Has everything today become a network? From the birth of the information society in the postwar years, to the ubiquity of the global network with the Internet, the network is weaving its web everywhere, in space and time. At the heart of societal issues and artistic changes, it continues to multiply. At a time of environmental crisis, the first network is also that of living things, where humans give themselves in coexistence with other species. Around a hundred works, from the 1940s to the present day, are exhibited here, including several especially designed for the exhibition: some reactivate missing networks, such as the “Minitel” device, while others are connected in real time to the Internet, cryptocurrency networks, as well as social media platforms, such as Twitter.

This exhibition begins with the architectural utopias of the post-war period. The notion of “global network” is then found in artistic practices around cybernetics, at the same time as the information society is emerging. In the 1980s, the computer network became the artistic medium with telematic art and then Net.art, ten years later: artistic practices develop into a network, in a political and ubiquitous dimension.

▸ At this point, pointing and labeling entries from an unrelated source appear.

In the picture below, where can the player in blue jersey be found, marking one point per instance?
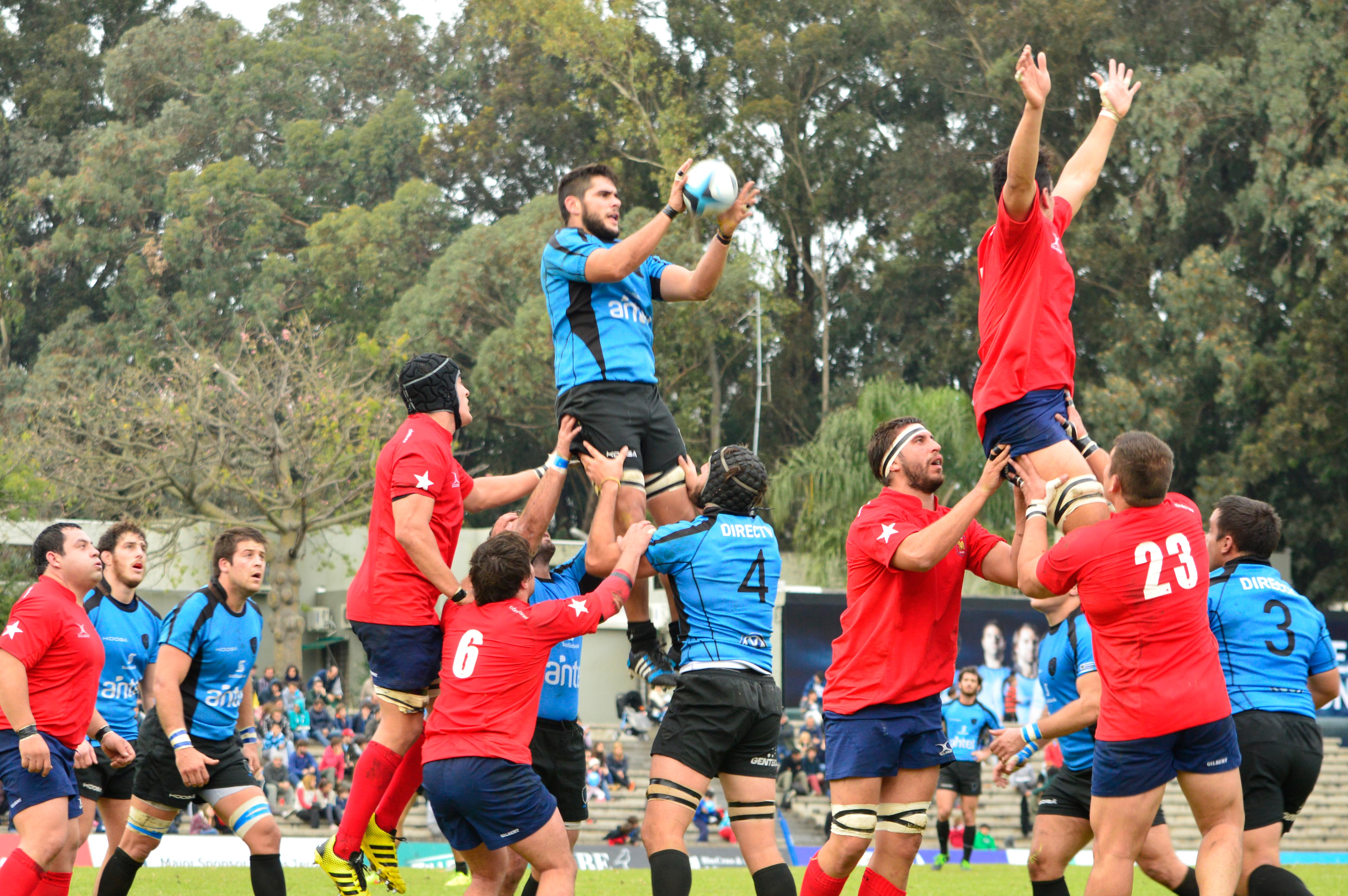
(1072, 700)
(967, 723)
(130, 632)
(200, 743)
(600, 298)
(1280, 668)
(724, 717)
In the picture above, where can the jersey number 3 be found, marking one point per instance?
(1149, 553)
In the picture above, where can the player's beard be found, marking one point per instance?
(599, 227)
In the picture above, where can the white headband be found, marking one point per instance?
(900, 441)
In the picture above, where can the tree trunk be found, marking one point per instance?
(288, 623)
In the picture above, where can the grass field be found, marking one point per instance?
(983, 880)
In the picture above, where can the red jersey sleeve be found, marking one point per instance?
(559, 620)
(31, 630)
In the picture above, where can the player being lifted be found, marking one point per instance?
(1026, 287)
(49, 682)
(600, 297)
(479, 777)
(1280, 666)
(724, 717)
(130, 631)
(1072, 694)
(200, 742)
(882, 711)
(1164, 707)
(966, 723)
(421, 496)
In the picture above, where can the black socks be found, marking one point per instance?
(119, 875)
(672, 875)
(774, 880)
(267, 876)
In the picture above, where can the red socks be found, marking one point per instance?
(875, 884)
(54, 884)
(374, 774)
(402, 789)
(20, 876)
(816, 883)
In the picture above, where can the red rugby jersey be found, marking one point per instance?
(1025, 297)
(389, 588)
(52, 635)
(900, 628)
(492, 670)
(1142, 576)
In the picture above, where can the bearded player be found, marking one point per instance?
(421, 496)
(882, 711)
(600, 297)
(1164, 707)
(1025, 294)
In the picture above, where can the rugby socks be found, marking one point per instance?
(20, 876)
(375, 772)
(774, 880)
(1051, 887)
(267, 876)
(672, 874)
(402, 789)
(875, 884)
(816, 883)
(118, 878)
(1270, 880)
(1189, 886)
(54, 884)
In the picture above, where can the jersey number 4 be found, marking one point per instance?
(1149, 553)
(757, 568)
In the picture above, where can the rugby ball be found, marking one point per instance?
(711, 188)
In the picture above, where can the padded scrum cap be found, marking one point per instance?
(429, 383)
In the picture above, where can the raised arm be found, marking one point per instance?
(1021, 189)
(1082, 172)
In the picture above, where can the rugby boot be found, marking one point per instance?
(350, 876)
(381, 848)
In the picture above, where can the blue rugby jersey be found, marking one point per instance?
(561, 696)
(223, 647)
(723, 571)
(1067, 654)
(600, 331)
(966, 727)
(1269, 638)
(130, 636)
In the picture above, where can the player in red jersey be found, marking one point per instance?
(50, 659)
(882, 713)
(479, 775)
(1026, 287)
(421, 496)
(1164, 707)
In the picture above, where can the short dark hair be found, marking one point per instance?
(1253, 526)
(498, 568)
(1144, 465)
(230, 541)
(112, 535)
(50, 539)
(879, 444)
(578, 181)
(1041, 172)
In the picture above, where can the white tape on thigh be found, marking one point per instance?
(855, 820)
(902, 819)
(249, 814)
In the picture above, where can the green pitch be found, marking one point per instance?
(983, 880)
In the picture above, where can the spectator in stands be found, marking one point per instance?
(618, 767)
(276, 783)
(301, 763)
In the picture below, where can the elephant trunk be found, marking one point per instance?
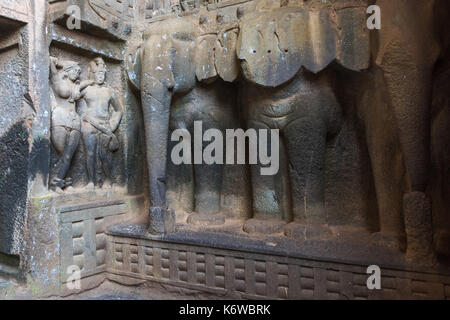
(156, 100)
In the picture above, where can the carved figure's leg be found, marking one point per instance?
(90, 143)
(105, 159)
(72, 141)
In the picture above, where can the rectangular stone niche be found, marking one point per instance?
(83, 238)
(241, 274)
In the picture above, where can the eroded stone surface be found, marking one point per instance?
(362, 116)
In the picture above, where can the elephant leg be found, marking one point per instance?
(270, 195)
(305, 143)
(156, 100)
(207, 190)
(410, 101)
(410, 51)
(386, 161)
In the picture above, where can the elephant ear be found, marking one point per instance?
(354, 42)
(134, 68)
(274, 45)
(227, 63)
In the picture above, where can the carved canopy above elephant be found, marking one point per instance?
(268, 48)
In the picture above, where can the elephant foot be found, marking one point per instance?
(162, 221)
(203, 219)
(303, 231)
(90, 186)
(419, 229)
(264, 226)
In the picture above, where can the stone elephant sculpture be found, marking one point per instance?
(284, 56)
(283, 66)
(406, 51)
(167, 69)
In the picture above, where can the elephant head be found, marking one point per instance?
(273, 45)
(164, 66)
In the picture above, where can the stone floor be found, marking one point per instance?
(108, 290)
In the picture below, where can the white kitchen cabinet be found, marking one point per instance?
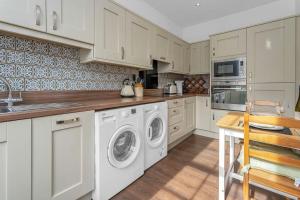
(190, 114)
(15, 160)
(187, 59)
(63, 161)
(161, 45)
(109, 31)
(72, 19)
(228, 44)
(138, 41)
(200, 58)
(25, 13)
(280, 92)
(271, 52)
(216, 115)
(177, 55)
(203, 113)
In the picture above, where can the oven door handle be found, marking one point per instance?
(227, 88)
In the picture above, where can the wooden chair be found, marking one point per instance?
(262, 177)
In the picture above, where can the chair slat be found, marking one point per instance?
(288, 141)
(274, 181)
(275, 158)
(276, 121)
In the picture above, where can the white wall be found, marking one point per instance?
(297, 7)
(145, 10)
(268, 12)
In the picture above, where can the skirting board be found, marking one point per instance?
(206, 133)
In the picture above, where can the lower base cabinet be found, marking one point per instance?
(15, 160)
(62, 155)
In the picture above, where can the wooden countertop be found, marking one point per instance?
(233, 120)
(87, 105)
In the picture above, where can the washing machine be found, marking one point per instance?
(155, 132)
(119, 153)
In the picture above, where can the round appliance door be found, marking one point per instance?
(124, 147)
(156, 130)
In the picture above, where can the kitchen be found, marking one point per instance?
(90, 108)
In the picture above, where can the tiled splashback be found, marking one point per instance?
(34, 65)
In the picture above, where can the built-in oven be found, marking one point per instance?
(229, 95)
(229, 69)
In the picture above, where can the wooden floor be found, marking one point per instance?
(190, 171)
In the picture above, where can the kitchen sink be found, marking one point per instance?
(28, 107)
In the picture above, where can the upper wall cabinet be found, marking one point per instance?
(228, 44)
(72, 19)
(109, 31)
(200, 60)
(271, 50)
(25, 13)
(161, 41)
(138, 41)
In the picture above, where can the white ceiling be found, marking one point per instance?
(185, 13)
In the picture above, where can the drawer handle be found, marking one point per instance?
(69, 121)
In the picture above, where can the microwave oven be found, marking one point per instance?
(229, 69)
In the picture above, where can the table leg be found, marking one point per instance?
(231, 157)
(222, 185)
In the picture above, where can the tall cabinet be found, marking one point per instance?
(271, 63)
(200, 60)
(63, 147)
(15, 160)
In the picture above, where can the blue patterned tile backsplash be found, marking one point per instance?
(36, 65)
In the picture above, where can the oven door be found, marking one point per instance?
(227, 69)
(229, 97)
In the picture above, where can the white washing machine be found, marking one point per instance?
(119, 150)
(156, 132)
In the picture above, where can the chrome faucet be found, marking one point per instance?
(9, 100)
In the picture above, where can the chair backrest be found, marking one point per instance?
(270, 137)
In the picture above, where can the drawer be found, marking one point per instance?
(175, 111)
(175, 131)
(175, 103)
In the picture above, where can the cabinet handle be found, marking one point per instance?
(38, 15)
(55, 18)
(123, 53)
(69, 121)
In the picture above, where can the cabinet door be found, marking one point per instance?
(190, 115)
(161, 45)
(271, 51)
(109, 31)
(203, 113)
(200, 59)
(15, 160)
(195, 58)
(26, 13)
(63, 162)
(138, 41)
(280, 92)
(228, 44)
(205, 58)
(187, 59)
(177, 55)
(73, 19)
(216, 115)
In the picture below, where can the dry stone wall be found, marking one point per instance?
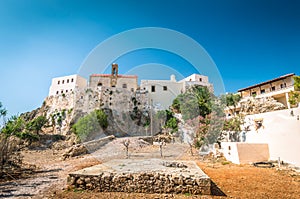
(143, 182)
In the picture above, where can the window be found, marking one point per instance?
(152, 88)
(273, 88)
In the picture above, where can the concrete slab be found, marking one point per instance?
(143, 176)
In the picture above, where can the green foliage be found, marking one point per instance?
(294, 98)
(176, 104)
(102, 118)
(297, 83)
(90, 124)
(14, 126)
(167, 120)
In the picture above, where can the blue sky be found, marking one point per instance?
(250, 41)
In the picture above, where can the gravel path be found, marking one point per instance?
(53, 171)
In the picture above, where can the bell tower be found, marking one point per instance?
(114, 75)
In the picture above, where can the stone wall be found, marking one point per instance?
(143, 182)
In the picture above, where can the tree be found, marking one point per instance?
(102, 118)
(126, 144)
(88, 126)
(297, 83)
(3, 112)
(294, 98)
(196, 101)
(231, 100)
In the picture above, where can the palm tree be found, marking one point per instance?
(3, 112)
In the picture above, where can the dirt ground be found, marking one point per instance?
(229, 180)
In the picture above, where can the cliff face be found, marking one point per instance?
(127, 111)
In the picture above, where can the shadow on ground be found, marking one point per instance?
(215, 190)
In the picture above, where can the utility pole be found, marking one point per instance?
(151, 117)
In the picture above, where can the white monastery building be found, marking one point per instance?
(66, 84)
(163, 92)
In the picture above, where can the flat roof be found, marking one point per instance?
(267, 82)
(109, 75)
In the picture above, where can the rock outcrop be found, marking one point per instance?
(260, 105)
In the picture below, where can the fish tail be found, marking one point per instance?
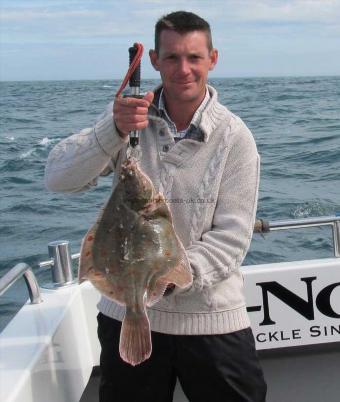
(135, 338)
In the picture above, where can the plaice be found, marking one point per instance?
(131, 254)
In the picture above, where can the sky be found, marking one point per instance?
(78, 39)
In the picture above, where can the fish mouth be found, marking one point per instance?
(130, 164)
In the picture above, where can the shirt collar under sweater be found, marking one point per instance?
(212, 115)
(192, 131)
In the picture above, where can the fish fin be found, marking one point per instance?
(135, 338)
(85, 259)
(181, 275)
(156, 293)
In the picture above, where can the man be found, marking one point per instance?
(204, 160)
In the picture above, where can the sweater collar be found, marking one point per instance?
(212, 114)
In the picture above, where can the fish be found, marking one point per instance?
(132, 254)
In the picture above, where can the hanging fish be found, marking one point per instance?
(132, 254)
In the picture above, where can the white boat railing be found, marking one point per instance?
(263, 226)
(18, 271)
(61, 257)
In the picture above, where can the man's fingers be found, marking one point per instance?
(149, 97)
(132, 102)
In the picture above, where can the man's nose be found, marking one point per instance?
(184, 66)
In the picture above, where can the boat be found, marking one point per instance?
(50, 351)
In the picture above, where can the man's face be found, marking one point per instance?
(184, 61)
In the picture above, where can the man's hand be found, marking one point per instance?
(131, 113)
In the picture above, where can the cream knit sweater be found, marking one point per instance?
(211, 187)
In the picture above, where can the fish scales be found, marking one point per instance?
(131, 254)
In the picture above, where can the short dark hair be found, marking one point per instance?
(182, 22)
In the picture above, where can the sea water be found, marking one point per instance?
(295, 122)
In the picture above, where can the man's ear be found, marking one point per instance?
(154, 59)
(213, 58)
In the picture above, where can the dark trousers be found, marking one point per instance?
(210, 368)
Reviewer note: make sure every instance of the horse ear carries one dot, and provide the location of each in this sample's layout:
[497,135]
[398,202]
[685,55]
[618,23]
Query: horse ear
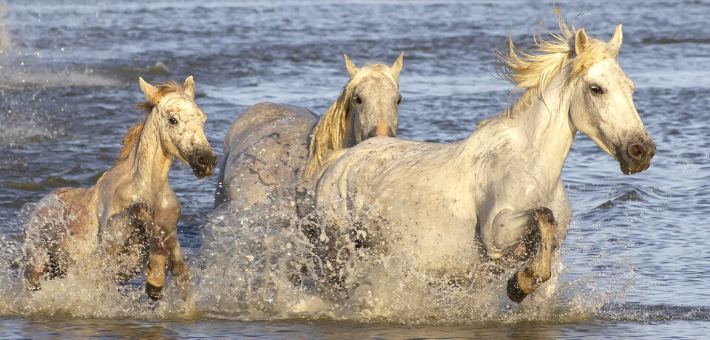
[580,41]
[397,66]
[189,87]
[148,90]
[616,38]
[350,66]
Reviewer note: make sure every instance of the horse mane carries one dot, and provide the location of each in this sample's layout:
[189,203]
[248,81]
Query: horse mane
[130,139]
[532,70]
[331,131]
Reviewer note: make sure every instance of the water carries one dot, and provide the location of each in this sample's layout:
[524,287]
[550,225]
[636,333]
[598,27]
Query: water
[636,255]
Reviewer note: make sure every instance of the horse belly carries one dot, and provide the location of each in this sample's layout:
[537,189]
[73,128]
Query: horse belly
[440,245]
[268,169]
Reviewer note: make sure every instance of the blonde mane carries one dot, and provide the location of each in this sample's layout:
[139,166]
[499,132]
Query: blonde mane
[331,131]
[532,70]
[130,139]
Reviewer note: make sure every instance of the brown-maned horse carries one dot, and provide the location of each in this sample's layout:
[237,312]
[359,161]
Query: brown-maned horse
[129,218]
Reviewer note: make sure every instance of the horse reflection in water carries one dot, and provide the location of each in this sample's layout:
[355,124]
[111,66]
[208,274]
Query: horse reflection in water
[129,218]
[273,151]
[495,197]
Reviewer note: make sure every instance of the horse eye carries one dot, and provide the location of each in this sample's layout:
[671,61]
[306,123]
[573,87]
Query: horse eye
[596,89]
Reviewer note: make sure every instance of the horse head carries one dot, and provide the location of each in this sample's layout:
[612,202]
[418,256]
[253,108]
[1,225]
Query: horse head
[602,106]
[374,100]
[180,124]
[368,106]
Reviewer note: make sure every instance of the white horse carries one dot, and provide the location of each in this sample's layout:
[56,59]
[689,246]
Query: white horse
[496,195]
[129,218]
[272,150]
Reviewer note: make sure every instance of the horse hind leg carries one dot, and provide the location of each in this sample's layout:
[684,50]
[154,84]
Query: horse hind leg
[543,226]
[36,265]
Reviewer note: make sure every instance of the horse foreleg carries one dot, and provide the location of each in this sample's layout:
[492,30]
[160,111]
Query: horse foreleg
[36,265]
[157,260]
[539,239]
[178,267]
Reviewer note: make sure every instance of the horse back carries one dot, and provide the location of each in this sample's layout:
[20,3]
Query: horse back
[265,152]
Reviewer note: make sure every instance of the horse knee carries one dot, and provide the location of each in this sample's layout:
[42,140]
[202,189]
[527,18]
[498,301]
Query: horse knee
[155,275]
[141,213]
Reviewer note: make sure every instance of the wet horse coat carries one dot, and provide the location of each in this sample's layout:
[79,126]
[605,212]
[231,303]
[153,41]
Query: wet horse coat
[497,196]
[129,218]
[272,151]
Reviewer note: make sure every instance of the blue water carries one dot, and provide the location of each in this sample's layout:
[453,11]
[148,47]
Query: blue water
[636,256]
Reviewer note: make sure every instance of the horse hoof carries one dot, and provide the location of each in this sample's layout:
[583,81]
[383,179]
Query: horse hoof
[154,293]
[295,280]
[515,293]
[33,287]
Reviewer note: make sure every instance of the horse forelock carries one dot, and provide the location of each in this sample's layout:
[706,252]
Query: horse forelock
[533,69]
[130,138]
[331,131]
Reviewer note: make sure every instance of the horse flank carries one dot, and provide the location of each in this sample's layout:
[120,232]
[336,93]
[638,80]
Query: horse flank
[130,139]
[331,131]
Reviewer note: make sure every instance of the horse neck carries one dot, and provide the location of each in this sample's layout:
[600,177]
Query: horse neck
[542,127]
[149,163]
[545,124]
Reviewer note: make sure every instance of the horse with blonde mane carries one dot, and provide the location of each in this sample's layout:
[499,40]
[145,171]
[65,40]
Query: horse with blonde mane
[129,218]
[496,198]
[273,151]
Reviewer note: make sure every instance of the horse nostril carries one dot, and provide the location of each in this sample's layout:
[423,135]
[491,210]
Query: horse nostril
[636,151]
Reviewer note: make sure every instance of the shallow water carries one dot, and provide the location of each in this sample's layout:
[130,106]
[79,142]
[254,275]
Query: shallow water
[634,263]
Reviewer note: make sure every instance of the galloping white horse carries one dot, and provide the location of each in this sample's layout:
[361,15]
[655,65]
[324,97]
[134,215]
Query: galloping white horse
[496,195]
[129,218]
[273,150]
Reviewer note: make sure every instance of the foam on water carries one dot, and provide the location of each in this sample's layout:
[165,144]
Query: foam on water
[250,260]
[258,265]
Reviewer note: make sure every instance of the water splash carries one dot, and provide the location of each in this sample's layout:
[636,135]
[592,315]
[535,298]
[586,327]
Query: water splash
[258,265]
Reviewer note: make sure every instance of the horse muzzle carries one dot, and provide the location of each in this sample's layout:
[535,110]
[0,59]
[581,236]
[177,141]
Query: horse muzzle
[203,163]
[636,156]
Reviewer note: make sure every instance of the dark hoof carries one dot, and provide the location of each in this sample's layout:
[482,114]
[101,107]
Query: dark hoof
[33,287]
[514,292]
[295,280]
[154,293]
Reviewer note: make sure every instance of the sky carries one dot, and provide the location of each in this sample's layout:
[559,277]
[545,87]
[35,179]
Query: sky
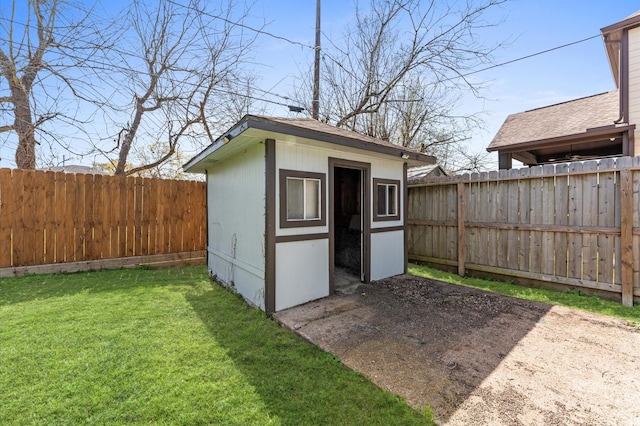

After the emancipatory utopia of the network, the artists critically question its effects linked to a surveillance society, the omnipresence of social networks and the emergence of blockchains, in an invisible, even occult, dimension of the network. A return to the very etymology of the word “network”, namely “net” and “knot”, will be explored, explaining the role of reticulations in art, design, and architecture. Finally, the first network is the living, characterized by self-organization. Faced with the environmental crisis, the intertwined history of living things opens up new artistic, post-anthropoceneic ecologies, which integrate principles of interdependence and continuity between forms of living things.